Ter zitting is ook nog de situatie aan de orde gekomen van containers die met het oog op verscheping door (naar de voorzieningenrechter aanneemt) Hanjin Shipping al naar ECT zijn vervoerd maar (naar alle waarschijnlijkheid) niet meer door Hanjin Shipping zullen worden vervoerd.
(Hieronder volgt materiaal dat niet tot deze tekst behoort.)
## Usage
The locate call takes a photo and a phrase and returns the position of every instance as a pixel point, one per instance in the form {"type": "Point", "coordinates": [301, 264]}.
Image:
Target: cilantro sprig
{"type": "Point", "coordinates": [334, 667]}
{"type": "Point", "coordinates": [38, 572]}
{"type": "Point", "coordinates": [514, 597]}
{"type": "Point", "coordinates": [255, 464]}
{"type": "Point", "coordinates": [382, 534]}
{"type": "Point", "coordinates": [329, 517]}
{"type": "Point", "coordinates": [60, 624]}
Namens eiseressen is aangegeven dat zij deze containers graag willen terughalen om ze te strippen en de lading in een andere container over te laden om die container vervolgens door een derde te laten vervoeren. Uit het bericht van ECT van 31 augustus 2016, in samenhang met de onder 2.5. geciteerde e-mail, wordt afgeleid dat voor deze exportcontainers exact dezelfde voorwaarden gelden als voor de zogeheten importcontainers. Eiseressen hebben niet gesteld dat en waarom de voorwaarden die ECT stelt voor zover het exportcontainers betreft onrechtmatig zouden zijn en geen separate voorzieningen voor importcontainers en exportcontainers gevorderd. De in het dictum te treffen voorzieningen zien dan ook zowel op importcontainers als op exportcontainers.